[Question] Why has the performance of d3 improved so much?

shenyunhang / APE

[CVPR 2024] Aligning and Prompting Everything All at Once for Universal Visual Perception

https://arxiv.org/abs/2312.02153

Apache License 2.0

464 stars 28 forks source link

[Question] Why has the performance of d3 improved so much? #1

Open hhaAndroid opened 7 months ago

hhaAndroid commented 7 months ago

This is a fantastic job, and I have a question: why has the performance of d3's dataset improved so much? It seems relatively reasonable for other datasets to show improvement. I look forward to your response.

shenyunhang commented 7 months ago

Thanks for your interest in our work.

I think the main reason is we have constructed some negative queries during training visual grounding data, which is described in the last paragraph of Sec. 3.2.
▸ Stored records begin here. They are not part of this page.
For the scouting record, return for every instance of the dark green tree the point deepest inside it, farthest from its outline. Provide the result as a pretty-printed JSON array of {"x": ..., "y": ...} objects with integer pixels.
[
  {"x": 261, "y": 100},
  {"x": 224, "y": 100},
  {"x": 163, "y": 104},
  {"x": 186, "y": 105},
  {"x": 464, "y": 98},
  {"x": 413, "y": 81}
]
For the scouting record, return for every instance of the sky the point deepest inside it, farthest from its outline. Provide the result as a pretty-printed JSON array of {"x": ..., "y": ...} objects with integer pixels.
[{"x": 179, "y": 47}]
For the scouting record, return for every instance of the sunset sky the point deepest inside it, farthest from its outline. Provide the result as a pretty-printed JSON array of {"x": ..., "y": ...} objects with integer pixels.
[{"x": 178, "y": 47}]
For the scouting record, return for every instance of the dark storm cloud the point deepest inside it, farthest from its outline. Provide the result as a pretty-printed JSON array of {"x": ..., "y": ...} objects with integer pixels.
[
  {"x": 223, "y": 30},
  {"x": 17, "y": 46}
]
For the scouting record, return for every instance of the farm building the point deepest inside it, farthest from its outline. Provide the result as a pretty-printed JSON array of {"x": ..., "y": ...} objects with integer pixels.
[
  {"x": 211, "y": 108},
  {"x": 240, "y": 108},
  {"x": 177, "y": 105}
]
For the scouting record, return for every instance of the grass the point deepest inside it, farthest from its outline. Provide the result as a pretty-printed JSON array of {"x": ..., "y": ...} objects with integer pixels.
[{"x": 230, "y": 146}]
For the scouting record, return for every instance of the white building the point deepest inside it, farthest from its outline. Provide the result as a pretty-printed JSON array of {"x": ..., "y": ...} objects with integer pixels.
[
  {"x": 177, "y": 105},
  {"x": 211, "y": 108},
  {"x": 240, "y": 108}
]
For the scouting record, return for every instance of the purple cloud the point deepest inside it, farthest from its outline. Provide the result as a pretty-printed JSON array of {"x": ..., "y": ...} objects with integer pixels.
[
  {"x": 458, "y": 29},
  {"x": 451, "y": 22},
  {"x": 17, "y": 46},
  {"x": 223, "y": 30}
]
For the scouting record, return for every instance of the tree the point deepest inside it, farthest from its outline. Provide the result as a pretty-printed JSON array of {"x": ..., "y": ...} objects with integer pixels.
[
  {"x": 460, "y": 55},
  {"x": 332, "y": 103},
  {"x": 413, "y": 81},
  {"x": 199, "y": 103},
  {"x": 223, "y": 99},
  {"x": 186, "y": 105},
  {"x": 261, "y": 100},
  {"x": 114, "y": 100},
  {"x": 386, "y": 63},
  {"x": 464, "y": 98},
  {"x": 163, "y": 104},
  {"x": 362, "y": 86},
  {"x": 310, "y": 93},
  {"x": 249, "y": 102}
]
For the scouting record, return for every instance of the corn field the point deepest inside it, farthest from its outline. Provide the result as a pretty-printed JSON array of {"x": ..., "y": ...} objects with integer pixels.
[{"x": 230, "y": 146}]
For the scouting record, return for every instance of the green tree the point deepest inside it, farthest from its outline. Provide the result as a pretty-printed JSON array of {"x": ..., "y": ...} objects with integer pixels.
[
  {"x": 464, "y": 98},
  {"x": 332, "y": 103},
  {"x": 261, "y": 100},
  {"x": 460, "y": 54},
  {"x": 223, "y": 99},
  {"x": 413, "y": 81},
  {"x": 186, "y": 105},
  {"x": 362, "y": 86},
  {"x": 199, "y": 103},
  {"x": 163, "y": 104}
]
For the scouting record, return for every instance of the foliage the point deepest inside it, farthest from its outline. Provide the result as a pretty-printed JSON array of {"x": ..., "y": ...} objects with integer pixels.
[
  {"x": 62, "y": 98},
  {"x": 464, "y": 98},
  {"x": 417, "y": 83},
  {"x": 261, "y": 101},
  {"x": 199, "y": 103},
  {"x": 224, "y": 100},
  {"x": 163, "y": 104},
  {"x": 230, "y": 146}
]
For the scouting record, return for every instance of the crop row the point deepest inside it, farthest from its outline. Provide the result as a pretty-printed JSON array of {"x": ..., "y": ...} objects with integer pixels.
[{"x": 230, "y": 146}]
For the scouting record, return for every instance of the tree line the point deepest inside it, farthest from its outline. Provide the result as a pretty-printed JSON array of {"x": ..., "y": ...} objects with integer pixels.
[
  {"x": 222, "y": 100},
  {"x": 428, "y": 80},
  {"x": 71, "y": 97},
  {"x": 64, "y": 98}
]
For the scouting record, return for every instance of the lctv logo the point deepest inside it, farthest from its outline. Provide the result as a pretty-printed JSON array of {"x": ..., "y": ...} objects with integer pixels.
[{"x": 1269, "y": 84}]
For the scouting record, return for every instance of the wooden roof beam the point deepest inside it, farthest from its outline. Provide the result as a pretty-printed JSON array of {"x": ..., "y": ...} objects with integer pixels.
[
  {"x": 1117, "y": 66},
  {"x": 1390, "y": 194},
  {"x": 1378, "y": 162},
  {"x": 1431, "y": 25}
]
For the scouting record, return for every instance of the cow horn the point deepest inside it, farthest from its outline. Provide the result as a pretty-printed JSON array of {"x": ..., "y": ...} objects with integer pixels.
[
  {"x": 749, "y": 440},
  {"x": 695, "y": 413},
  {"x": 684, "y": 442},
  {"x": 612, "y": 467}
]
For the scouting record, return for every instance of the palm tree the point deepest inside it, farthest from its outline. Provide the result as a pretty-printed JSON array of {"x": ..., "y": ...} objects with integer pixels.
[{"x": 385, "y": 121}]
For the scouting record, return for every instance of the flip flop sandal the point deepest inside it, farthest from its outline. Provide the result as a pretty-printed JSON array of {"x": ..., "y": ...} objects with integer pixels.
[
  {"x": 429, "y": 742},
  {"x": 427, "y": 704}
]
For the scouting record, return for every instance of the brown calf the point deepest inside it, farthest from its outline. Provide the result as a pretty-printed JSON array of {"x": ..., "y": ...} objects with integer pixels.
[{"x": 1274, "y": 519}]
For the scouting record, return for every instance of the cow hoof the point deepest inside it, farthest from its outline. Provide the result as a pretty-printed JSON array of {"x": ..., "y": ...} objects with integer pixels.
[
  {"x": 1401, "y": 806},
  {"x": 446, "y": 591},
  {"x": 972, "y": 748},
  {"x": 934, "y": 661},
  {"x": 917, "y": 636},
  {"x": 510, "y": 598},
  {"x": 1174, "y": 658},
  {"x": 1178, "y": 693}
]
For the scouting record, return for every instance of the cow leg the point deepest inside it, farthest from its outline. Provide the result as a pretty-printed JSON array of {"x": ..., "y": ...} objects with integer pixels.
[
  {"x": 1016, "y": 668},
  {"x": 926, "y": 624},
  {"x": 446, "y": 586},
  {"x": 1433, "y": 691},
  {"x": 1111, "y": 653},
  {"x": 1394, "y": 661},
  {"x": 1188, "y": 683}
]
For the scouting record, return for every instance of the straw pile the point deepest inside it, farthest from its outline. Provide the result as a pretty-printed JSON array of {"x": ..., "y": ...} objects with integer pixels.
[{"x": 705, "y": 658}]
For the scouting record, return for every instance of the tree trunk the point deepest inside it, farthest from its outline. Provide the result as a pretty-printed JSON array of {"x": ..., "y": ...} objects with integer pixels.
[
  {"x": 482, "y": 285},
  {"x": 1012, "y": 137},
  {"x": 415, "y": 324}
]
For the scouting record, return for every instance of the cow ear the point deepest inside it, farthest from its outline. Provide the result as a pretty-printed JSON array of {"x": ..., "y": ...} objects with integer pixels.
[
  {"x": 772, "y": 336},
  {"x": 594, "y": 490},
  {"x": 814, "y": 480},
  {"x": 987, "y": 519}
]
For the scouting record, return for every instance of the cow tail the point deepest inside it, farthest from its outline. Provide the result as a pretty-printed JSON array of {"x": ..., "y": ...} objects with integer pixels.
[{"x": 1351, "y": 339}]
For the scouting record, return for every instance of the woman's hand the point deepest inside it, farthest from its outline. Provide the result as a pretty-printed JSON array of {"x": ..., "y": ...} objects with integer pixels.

It compensates for the loss of fine-grained information in sentence-level embedding.
It makes the model learn to reject irrelevant prompts.

We also construct Image-centri Grounding Samples (Sec. 3.3), and the model will learn all objects in an image described by sentences simultaneously, which could also improve performance.

Masaaki-75 commented 6 months ago

By mentioning "reject" and "negative", do you mean that techniques like contrastive learning are used?

If not, then I am a bit confused. Because, intuively, concatenating the postive language queries (describing objects in the images) with the negative ones (describing objects that don't exist) and then making it interact with visual features, is like introducing noise in the features, right?

Without contrastive loss or other manipulation, how could the model explicitly learn to reject irrelevant prompts, and get higher performance? Please correct me if I am misunderstanding.

shenyunhang commented 5 months ago

We believe the model will learn to denoise as we use noisy tokens for fusion and supervise it with ground-truth signals.

As we formulate grounding as detection, all prompts can be seen as object classes. When the model is trained in the detection way, it will learn to predict low scores for negative classes.